The 2001 Gathering of the Juggalos (also known as The Gathering or GOTJ) was a music festival organized by Psychopathic Records, a record label owned by the Detroit-based horrorcore hip-hop duo, the Insane Clown Posse. The festival took place from July 13 to July 15, 2001 at the Seagate Convention Centre in Toledo, Ohio.

==Background==
The Gathering of the Juggalos was created in 1999 when Rob Bruce, also known by his stagename "Jumpsteady", organized an event for all Juggalos, a concept long talked about by Insane Clown Posse. The first Gathering took place in Novi, Michigan at the Novi Expo Center on July 21–22, 2000, with roughly 2,000 fans in attendance. The festival featured concert performances, autograph sessions, seminars, wrestling hosted by Juggalo Championshxt Wrestling (JCW), tattooing, a haunted house, video games, contests, an ICP memorabilia museum and more. The second Gathering was announced in early 2001 with one of the first performers on the lineup announced being the Three Six Mafia.

==Performer lineup==
The lineup for the 2001 Gathering of the Juggalos consisted of several notable names including Psychopathic Records-signed artists Three Six Mafia, Blaze Ya Dead Homie, supergroups Dark Lotus and Psychopathic Rydas, Grammy Award-winning rapper Vanilla Ice, and Croatian rapper Marz. The event was headlined by the Insane Clown Posse. The Suicide Machines were initially scheduled to perform but they were absent from the show. 3rd Strike, a California-based nu metal band took the Suicide Machines' place.

===Main stage===

| Friday (July 13) | Saturday (July 14) | Sunday (July 15) |
|---|---|---|
| Myzery; Twiztid; 3rd Strike; Organ Grinders; | Marz; Blaze Ya Dead Homie; Bone Thugs-N-Harmony; Dark Lotus; | Vanilla Ice; Psychopathic Rydas; Three Six Mafia; Insane Clown Posse; |

==Professional wrestling production==

===Storylines===
JCW's Gathering of the Juggalos events featured professional wrestling matches that involves different wrestlers from pre-existing scripted feuds and storylines. Wrestlers portrayed villains, heroes, or less distinguishable characters in scripted events that built tension and culminated in a wrestling match or series of matches. Storylines were produced on Juggalo Championshxt Wrestling's various events.

==Professional wrestling results==

Night 1 - July 14, 2001
| No. | Results | Stipulations |
|---|---|---|
| 1 | The Rainbow Coalition (Bob and Neil) defeated The Insane Clown Posse (Shaggy 2 Dope and Violent J) | Tag team match for the JCW Tag Team Championship |
| 2 | Sabu won a battle royal | Battle royal for the vacant JCW Heavyweight Championship |

Night 2 - July 15, 2001
| No. | Results | Stipulations |
| 1 | Shaggy 2 Dope defeated Breyer Wellington | Singles match |
| 2 | Greg Valentine vs.

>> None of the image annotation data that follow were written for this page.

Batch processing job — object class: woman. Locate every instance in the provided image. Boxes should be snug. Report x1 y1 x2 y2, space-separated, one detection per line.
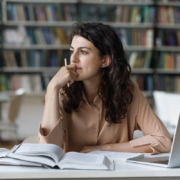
39 23 171 154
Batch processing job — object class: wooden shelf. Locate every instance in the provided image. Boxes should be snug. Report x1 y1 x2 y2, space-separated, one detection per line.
80 0 154 6
7 91 46 97
3 45 69 50
124 46 153 51
155 23 180 30
3 21 76 27
104 22 153 28
131 68 154 74
3 91 152 97
4 0 78 4
154 2 180 6
2 67 60 73
154 46 180 52
142 91 152 98
155 68 180 74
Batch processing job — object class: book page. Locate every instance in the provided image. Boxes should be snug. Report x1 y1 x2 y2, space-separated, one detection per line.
0 148 10 158
60 152 105 164
0 157 42 167
14 143 63 163
88 151 144 161
58 152 111 170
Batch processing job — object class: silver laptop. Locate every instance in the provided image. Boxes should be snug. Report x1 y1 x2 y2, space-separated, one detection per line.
127 116 180 168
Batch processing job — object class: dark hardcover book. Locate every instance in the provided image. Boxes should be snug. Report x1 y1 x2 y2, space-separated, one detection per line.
27 28 37 44
50 4 57 21
24 5 30 21
69 4 78 21
14 52 22 67
59 4 65 21
29 50 35 67
54 3 61 21
81 5 88 21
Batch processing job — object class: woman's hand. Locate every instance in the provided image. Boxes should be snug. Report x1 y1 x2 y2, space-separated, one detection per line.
80 146 102 153
48 64 78 89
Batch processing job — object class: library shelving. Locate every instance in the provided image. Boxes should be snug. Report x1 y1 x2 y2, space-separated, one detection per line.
0 0 180 96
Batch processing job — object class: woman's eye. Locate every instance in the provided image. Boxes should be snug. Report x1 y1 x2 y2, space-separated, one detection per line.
69 50 73 54
81 50 87 54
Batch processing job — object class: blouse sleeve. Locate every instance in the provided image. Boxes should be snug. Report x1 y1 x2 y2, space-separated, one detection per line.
38 89 66 148
130 85 171 154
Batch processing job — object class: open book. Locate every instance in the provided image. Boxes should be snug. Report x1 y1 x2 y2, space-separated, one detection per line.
3 143 111 170
88 150 144 161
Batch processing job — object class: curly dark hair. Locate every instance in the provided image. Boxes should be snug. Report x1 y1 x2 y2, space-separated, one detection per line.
63 23 134 123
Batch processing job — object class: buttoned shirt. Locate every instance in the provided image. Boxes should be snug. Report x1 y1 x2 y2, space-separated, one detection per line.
38 85 171 154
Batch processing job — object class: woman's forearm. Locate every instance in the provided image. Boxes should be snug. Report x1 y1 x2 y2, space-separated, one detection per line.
41 86 59 135
102 142 153 153
80 142 153 153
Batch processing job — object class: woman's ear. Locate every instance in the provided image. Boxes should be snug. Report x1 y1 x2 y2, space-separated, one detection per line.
102 55 111 68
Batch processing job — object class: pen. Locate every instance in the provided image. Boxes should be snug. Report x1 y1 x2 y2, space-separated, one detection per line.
64 58 69 87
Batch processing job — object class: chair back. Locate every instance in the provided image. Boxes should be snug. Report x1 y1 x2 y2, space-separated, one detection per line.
8 89 25 122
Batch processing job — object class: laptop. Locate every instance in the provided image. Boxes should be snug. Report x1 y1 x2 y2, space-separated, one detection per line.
127 115 180 168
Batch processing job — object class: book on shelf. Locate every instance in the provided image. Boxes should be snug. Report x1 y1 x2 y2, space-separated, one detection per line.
7 1 77 22
156 6 180 25
156 52 180 70
0 143 113 170
115 28 153 48
130 74 154 91
0 74 45 93
2 50 69 68
154 73 180 93
3 26 70 46
128 51 152 69
155 30 180 47
81 3 155 23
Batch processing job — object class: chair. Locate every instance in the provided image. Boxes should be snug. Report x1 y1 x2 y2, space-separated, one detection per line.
22 135 38 144
0 89 25 144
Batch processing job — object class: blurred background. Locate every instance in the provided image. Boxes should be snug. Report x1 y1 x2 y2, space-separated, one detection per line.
0 0 180 148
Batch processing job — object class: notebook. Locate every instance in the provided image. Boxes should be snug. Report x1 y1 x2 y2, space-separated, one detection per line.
127 115 180 168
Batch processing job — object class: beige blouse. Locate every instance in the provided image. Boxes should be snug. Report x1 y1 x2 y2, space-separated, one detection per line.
38 85 171 154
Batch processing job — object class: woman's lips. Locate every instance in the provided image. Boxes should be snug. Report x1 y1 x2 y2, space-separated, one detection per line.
76 67 82 71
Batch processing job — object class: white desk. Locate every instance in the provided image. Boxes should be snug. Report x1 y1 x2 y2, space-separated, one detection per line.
0 162 180 180
0 92 9 120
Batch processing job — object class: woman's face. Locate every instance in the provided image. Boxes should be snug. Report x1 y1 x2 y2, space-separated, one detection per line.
70 35 103 81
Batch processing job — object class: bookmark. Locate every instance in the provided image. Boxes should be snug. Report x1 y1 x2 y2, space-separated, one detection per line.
64 58 69 87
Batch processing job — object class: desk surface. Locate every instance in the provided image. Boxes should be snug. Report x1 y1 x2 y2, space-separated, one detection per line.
0 162 180 180
0 92 9 102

The Rude Boy ended in a no contest | Dog collar match |
| 3 | The Insane Clown Posse (Shaggy 2 Dope and Violent J) defeated The Rainbow Coalition (Bob and Neil) (c) | Tag team match for the JCW Tag Team Championship |
| 4 | Vampiro defeated Sabu (c) | Singles match for the JCW Heavyweight Championship |
| (c) | – the champion(s) heading into the match |

==Aftermath==
The festival came to a close when the Toledo Police Department cut the Insane Clown Posse's concert at the festival short before the half-way point of their set. The fans destroyed the set and police had arrested 30 attendees in total for various crimes including disorderly conduct, alleged sexual assault, destruction of property, vandalism, and punching a police horse according to Sgt. Richard Murphy. During the festival, numerous musicians signed to Psychopathic Records got involved in a large-scale brawl at a hotel adjacent to the Seagate Convention Centre, resulting in numerous arrests, however, police were unable to provide details in regards to the brawl.